Bu süreç; Filistin’in lehine olarak, komşularına dair bir garantörlük hakkı ya da ihtiyaç hissettiğinde uluslararası vesayet hakkı gibi hukuki durumları da beraberinde getirecektir. Çünkü hem Gazze hem de Batı Şeria’nın mevcut durumuna baktığımızda, bu tarz ihtiyaçların ilerde çok şedit bir şekilde hissedileceği açıktır. Bunlar kayda değer hususlardır. Özellikle son dönem işgalci rejimin pervasız istilası göz önünde bulundurulduğunda bu hususların ne anlam ifade ettiği kendiliğinden ortaya çıkacaktır.

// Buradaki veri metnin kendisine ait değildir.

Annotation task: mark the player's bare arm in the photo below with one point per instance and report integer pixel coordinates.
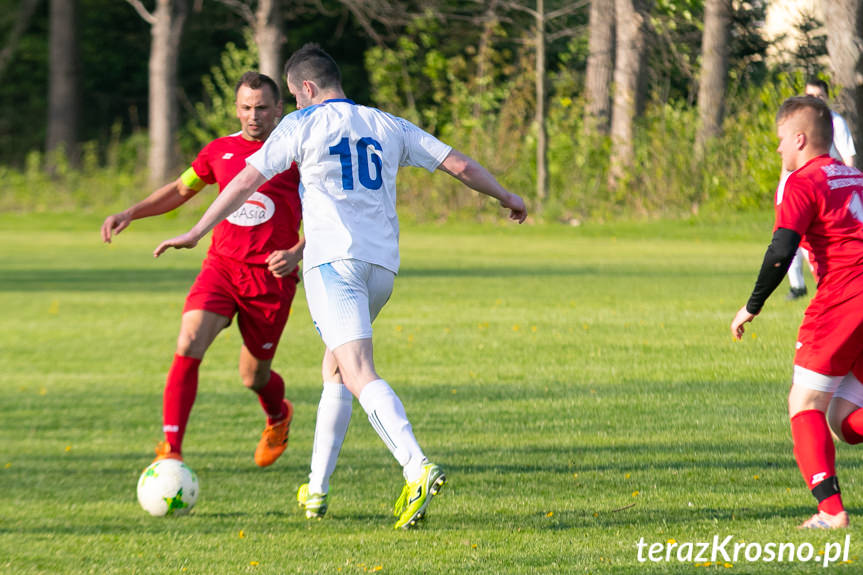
(740, 320)
(167, 198)
(472, 174)
(232, 197)
(282, 262)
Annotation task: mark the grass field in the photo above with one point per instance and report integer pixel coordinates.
(579, 385)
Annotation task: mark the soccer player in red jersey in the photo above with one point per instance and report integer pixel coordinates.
(250, 271)
(820, 208)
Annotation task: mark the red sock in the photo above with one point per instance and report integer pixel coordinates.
(180, 392)
(272, 398)
(852, 427)
(815, 454)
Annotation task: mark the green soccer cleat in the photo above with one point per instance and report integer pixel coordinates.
(314, 504)
(412, 503)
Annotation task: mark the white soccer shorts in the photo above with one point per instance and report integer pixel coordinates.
(844, 386)
(345, 297)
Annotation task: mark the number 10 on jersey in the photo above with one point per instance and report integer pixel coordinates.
(343, 151)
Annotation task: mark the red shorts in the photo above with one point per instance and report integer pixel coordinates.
(830, 340)
(261, 301)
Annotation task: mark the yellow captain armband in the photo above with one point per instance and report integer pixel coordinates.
(191, 180)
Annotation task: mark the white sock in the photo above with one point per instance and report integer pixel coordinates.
(795, 272)
(388, 418)
(334, 415)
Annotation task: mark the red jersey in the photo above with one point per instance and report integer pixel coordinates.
(269, 220)
(823, 202)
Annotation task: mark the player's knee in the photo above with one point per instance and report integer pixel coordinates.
(189, 345)
(255, 379)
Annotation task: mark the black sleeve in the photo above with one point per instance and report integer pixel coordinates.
(777, 259)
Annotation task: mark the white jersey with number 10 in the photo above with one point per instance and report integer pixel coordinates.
(348, 157)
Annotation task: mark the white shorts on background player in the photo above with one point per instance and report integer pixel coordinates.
(345, 297)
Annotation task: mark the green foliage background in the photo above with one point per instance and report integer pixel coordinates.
(481, 101)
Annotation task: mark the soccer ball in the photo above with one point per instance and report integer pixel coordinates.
(168, 487)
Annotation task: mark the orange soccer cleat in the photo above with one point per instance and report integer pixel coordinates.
(163, 451)
(274, 439)
(822, 520)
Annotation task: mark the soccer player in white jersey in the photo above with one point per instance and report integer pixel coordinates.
(348, 157)
(843, 150)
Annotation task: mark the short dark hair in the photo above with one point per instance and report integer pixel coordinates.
(312, 63)
(818, 83)
(255, 81)
(822, 120)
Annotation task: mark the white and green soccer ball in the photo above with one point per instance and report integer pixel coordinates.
(168, 487)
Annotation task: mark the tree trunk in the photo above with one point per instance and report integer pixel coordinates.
(541, 131)
(844, 22)
(63, 83)
(600, 66)
(166, 31)
(269, 38)
(714, 71)
(630, 20)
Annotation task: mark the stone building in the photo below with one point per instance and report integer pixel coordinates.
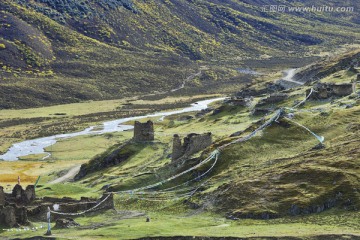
(192, 143)
(2, 196)
(328, 90)
(143, 132)
(13, 209)
(16, 207)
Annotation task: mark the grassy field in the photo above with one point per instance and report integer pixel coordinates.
(261, 178)
(122, 224)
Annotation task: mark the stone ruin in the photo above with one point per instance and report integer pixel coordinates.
(12, 205)
(328, 90)
(192, 143)
(143, 132)
(18, 207)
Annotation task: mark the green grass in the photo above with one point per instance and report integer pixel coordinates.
(115, 225)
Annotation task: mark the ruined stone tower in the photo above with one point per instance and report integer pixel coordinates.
(2, 196)
(192, 143)
(143, 132)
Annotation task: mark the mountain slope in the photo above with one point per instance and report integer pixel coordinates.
(108, 49)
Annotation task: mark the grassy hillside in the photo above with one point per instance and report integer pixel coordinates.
(274, 184)
(66, 51)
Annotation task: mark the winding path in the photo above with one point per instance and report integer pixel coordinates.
(68, 176)
(290, 75)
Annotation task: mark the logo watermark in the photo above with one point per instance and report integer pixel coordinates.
(323, 8)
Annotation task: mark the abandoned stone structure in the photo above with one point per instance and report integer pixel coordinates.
(328, 90)
(12, 205)
(2, 196)
(192, 143)
(18, 207)
(143, 132)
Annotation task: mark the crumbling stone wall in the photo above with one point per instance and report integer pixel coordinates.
(22, 196)
(14, 210)
(192, 143)
(328, 90)
(143, 132)
(7, 216)
(2, 196)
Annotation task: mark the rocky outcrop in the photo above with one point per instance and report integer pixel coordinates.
(143, 132)
(192, 143)
(329, 90)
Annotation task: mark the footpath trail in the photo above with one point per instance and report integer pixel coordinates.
(68, 176)
(289, 76)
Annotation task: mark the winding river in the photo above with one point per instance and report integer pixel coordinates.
(37, 146)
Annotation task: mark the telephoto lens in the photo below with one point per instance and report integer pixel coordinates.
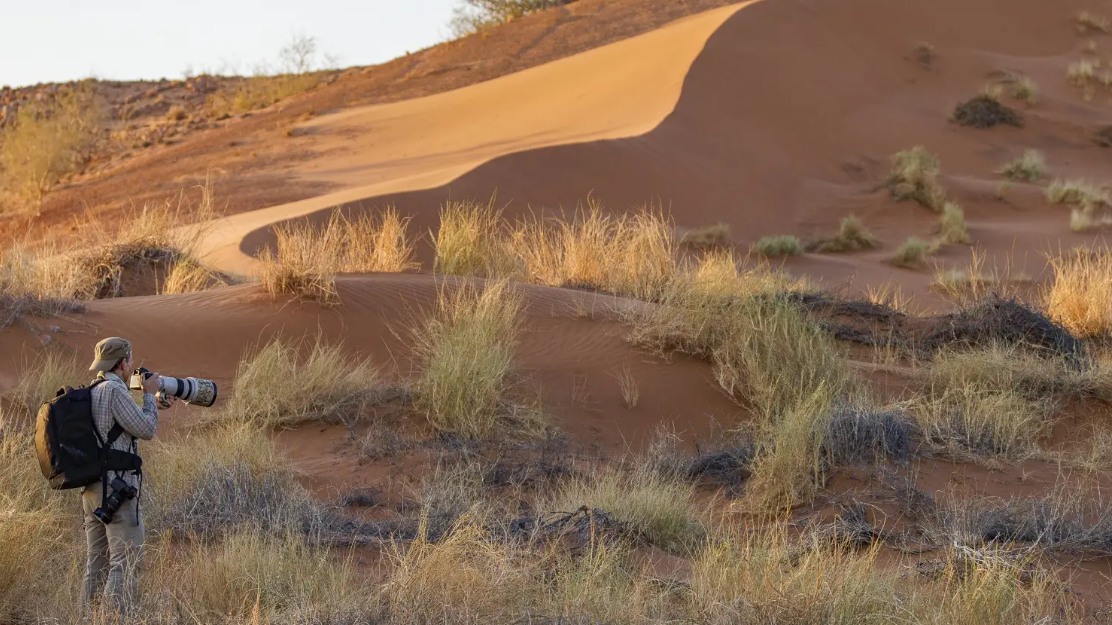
(198, 392)
(120, 492)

Bu girişim ile koşullarına HAMAS’ın da razı geleceği, Türkiye, Mısır ve Ürdün gibi ülkelerin bir şekilde Filistin topraklarında konuşlanmalarının sağlanacağı bir durum, Siyonist işgalcilerin asla razı gelmeyeceği bir gidişat oluşacaktır. Bunun pek çok gerekçeleri vardır. Arife tarif gerekmez.

Netice itibariyle bir şeyi denemeden hakkında hüküm vermek bazen isabetsiz olabilir. O yüzden gelişen bu süreci HAMAS’ın da deklare ettiği ölçüler çerçevesinde denemek ve sonuçlarını görmek makul olur. Uzaktan, o zorlukları, sıkıntıları halk olarak yaşamadan, mücahitlerin imkân ve koşullarını bilmeden, bu tarz girişimleri reddedip sadece savaş talebi; yerine göre belki bir ateşkes ihtiyacı içinde olan gerçek cephedekileri karar vermekte zorlayabilir.

Tolstoy, Napolyon savaşları üzerine yazdığı Savaş ve Barış kitabında, Savaşın cepheler dışında etkilediği halkın dram ve trajedisini irdeler. Yüz binlerce Gazzeli Şehidin ve iki milyon civarında Gazze’linin kendi topraklarında esaret ve sürgünü bir arada yaşama dram ve trajedisini ekranlar kaleme gerek bırakmadan gözler önüne seriyor. Vesselam…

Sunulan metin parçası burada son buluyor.